She left her appartment late that night- it was almost morning. She locked her door, as usual, but the key, slipping between her fingers, fell into a gutter when she walked away.
The artificial light of the street lanterns illuminated her pale face, turning it into a white mask. Her light, watery blue eyes seemed unreal and had a translucent quality.
She did not look human, and in that night she did not care the slightest bit about looking mortal.
Her pace was inaudible on the wet, glittering tarmac. No white clouds of condensed breath were escaping her mouth, as she did not breathe.
She was on her way from darkness into light, when she arrived at the river in the earliest of mornings.
All of those she had known were not there anymore-devoured by mortal age, the cleansing fires of the inquisition, or the enemies' swords.
Some cars left their traces of light on the promenade. The first birds were waking up now. It would be the most beautiful morning of eternity. Fear mingled with loneliness, as the almostblackness of the sky was replaced by a deep blue.
A bloody tear absent-mindedly left a trace on her cheek. She clasped the iron railing of the wall with both her hands, standing on the embankment. She had witnessed this wall's construction. In that December night, the metal was much colder than a mortal could bear it longer than a short moment. She had clutched at it like at the last straw. She would never let go of it again. It seemed as if her life depended on that iron railing.
But that, her life, had depended on something different, even if her body had not been alive for three hundred years. Her whole life had clung on to Celeste, her life, her lover, everything that had changed sides with her, went with her into the world of darkness. She could not take revenge on those who had extinguished her life- it would be useless, it would not bring her back from final death.
A second tear left a pale red trail on her marble cheek. Would she have been human anymore, she would have sobbed now, but she had not been able to do that for decades.
The sky turned ever more pale and began to lose its deep blue. Only a short moment, and the celestial cobalt blue would have left her completely. It was like a last glance of Celeste, it would never return. Never.
The birds' songs grew louder, welcoming a new morning, and she could recognize the first tender gleam of red at the edge of the horizon.
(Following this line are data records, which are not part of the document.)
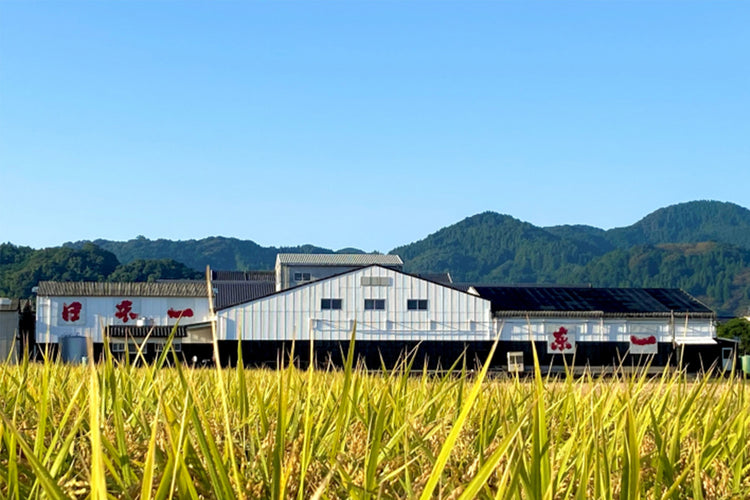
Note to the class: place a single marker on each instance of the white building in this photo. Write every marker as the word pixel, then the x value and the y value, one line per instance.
pixel 386 304
pixel 294 269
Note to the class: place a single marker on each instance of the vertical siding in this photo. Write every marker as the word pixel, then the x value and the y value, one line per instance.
pixel 451 314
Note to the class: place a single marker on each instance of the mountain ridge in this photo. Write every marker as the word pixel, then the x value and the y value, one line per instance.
pixel 700 246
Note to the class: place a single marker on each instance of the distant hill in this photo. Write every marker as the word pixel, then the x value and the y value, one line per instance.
pixel 700 246
pixel 218 252
pixel 688 223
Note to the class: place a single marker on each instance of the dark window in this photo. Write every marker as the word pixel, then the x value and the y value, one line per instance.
pixel 375 304
pixel 330 303
pixel 416 304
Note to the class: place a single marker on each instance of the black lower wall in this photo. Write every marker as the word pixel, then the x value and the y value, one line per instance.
pixel 435 355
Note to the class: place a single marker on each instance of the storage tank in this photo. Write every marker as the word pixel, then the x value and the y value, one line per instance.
pixel 73 349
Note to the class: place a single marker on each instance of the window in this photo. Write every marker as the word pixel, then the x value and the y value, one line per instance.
pixel 375 281
pixel 374 304
pixel 159 347
pixel 330 304
pixel 416 304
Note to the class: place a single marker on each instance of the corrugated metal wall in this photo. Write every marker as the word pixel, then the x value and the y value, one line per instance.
pixel 297 313
pixel 97 312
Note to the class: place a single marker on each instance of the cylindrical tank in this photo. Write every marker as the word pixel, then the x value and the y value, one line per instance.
pixel 746 363
pixel 73 349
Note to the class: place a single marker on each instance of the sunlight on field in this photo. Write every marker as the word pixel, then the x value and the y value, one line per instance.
pixel 160 432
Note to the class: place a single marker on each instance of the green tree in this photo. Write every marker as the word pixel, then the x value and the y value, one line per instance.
pixel 737 328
A little wind got up, cold and wet, playing with her hair as if saying goodbye to her.
If ashes met ashes in death, it would, at least, be assured that she saw her beloved again, be united with her once more, at last- but she did not take to illusions any longer. Nothing would be there- a pure nothing. She was a damned, so why should anything be waiting for her, she had been dead for centuries. Now everything in her yearned for that nothingness, Oblivion. The world around her had aged, had changed- but she had always stayed the same- she had had no reason for a change. Celeste and she had had each other. If you are joined together for eternity, why should you take the world seriously? They both had not changed, and now she was alone, and the old, other, strange world had suddenly caught up with her. The world had decided not to let her live off it any more, mortal everyday life had pushed her out and nothing had brought back Celeste.
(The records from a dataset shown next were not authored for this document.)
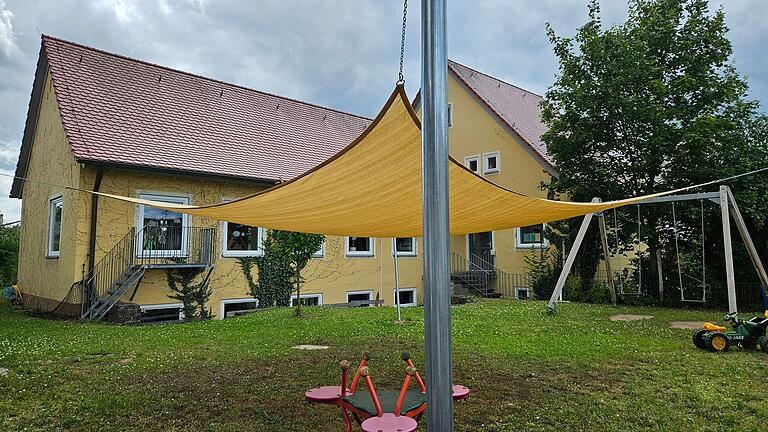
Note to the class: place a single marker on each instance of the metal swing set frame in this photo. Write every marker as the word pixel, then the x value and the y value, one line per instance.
pixel 728 210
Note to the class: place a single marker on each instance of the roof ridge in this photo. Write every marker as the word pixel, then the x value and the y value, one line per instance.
pixel 45 37
pixel 495 78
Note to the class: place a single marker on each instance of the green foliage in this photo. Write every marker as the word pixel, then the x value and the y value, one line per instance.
pixel 296 249
pixel 543 267
pixel 285 254
pixel 193 296
pixel 650 105
pixel 273 286
pixel 9 255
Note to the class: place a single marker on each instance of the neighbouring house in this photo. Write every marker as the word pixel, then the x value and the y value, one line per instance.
pixel 105 122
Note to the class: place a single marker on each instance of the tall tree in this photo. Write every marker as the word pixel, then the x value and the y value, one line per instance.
pixel 649 105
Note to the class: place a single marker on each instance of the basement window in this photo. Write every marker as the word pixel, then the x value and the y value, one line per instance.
pixel 359 246
pixel 406 246
pixel 407 296
pixel 521 293
pixel 473 163
pixel 55 212
pixel 491 163
pixel 531 237
pixel 308 300
pixel 172 312
pixel 235 307
pixel 365 298
pixel 320 252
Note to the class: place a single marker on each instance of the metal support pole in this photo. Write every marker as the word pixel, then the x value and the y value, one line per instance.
pixel 557 294
pixel 660 272
pixel 747 239
pixel 435 216
pixel 729 272
pixel 397 278
pixel 606 257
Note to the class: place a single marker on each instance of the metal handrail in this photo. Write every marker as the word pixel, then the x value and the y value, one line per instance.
pixel 150 246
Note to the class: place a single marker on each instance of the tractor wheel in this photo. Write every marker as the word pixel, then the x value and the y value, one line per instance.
pixel 698 338
pixel 717 342
pixel 748 344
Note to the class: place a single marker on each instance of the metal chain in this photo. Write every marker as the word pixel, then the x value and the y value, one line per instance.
pixel 401 79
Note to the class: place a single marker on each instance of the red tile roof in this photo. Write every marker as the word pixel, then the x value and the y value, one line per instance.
pixel 516 107
pixel 123 111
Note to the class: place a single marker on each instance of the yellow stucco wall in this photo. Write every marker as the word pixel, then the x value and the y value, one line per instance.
pixel 332 275
pixel 475 131
pixel 51 161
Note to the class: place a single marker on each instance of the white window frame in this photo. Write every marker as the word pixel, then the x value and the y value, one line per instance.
pixel 519 240
pixel 394 297
pixel 318 296
pixel 143 308
pixel 52 202
pixel 414 252
pixel 369 292
pixel 485 162
pixel 365 254
pixel 186 219
pixel 226 253
pixel 222 303
pixel 320 252
pixel 475 158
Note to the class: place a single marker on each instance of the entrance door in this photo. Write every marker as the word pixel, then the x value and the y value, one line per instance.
pixel 480 247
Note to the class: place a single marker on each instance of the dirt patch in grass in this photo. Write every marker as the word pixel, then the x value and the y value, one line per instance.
pixel 686 325
pixel 630 317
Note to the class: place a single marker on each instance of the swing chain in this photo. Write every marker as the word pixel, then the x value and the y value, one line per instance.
pixel 401 78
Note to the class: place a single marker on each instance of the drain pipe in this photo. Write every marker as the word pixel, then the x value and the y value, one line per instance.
pixel 92 234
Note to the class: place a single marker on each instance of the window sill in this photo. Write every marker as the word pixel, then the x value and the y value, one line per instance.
pixel 241 255
pixel 532 246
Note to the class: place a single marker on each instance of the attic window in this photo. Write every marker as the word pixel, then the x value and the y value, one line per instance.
pixel 55 208
pixel 473 163
pixel 491 163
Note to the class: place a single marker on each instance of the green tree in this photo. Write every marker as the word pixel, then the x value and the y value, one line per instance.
pixel 9 255
pixel 649 105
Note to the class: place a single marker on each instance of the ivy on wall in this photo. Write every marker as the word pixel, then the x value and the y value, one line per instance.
pixel 193 296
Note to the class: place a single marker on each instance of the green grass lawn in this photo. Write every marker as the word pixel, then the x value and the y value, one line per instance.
pixel 528 370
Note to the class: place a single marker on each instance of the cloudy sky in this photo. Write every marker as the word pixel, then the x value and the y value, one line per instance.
pixel 339 53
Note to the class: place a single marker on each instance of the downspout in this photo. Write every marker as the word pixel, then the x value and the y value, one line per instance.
pixel 92 234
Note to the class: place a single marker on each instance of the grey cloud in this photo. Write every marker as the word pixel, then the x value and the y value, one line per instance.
pixel 338 53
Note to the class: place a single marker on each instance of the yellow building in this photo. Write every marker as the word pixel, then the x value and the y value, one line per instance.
pixel 100 121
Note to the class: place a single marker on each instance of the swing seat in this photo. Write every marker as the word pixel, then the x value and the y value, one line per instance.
pixel 388 399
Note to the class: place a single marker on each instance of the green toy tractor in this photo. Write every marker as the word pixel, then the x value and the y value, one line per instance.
pixel 746 334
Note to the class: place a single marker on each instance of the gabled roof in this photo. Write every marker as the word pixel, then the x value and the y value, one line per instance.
pixel 125 112
pixel 516 107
Her skin began to tickle, as dawn grew more intensive, seemingly bathing the whole horizon in blood.-Blood which had been everything for her.
Of course, she had needed blood, to feed herself, to survive. But there had been more it, the blood belonging to Celeste and the blood they had shared in an intimacy unsurpassed. They had shared everything. Even their souls.
The red was glowing, she could almost see the sun pushing upwards behind the horizon. Her skin, too, began to glow from within. The iron railing was not cold anymore where her hands touched it. A leaden, numbing tiredness covered her like a thick blanket. She stared straight at the dawning sun.
For one life, 300 years had been too long, the world did not let itself be stopped. For two lives together, these centuries had been all too short to be enjoyed to the full. On her own, she had drained her part of the world's cup to the dregs. Now she would say goodbye.
The first rays bathed the awakening city in unreal, glowing light, reflected in thousands of window mirrors. The first rays hit her uncovered face and her uncovered hands and were not reflected. It seemed as if her flesh had to catch up with lost centuries, sucking up every bit of the sun's energy. The heat turned unbearable, but still she was standing straight, her glance securely locked to the sight of the glowing ball of the dawning sun. Her body caught fire. The birds stopped singing. Fire surrounded her, and, at last, devoured her sad blue eyes.
For a short moment, she could, maybe, feel something, as if she would leave her body soon. Then the sun had risen, and nothing but ashes was left of her, being carried through the iron railing onto the river by a gust of cold wind.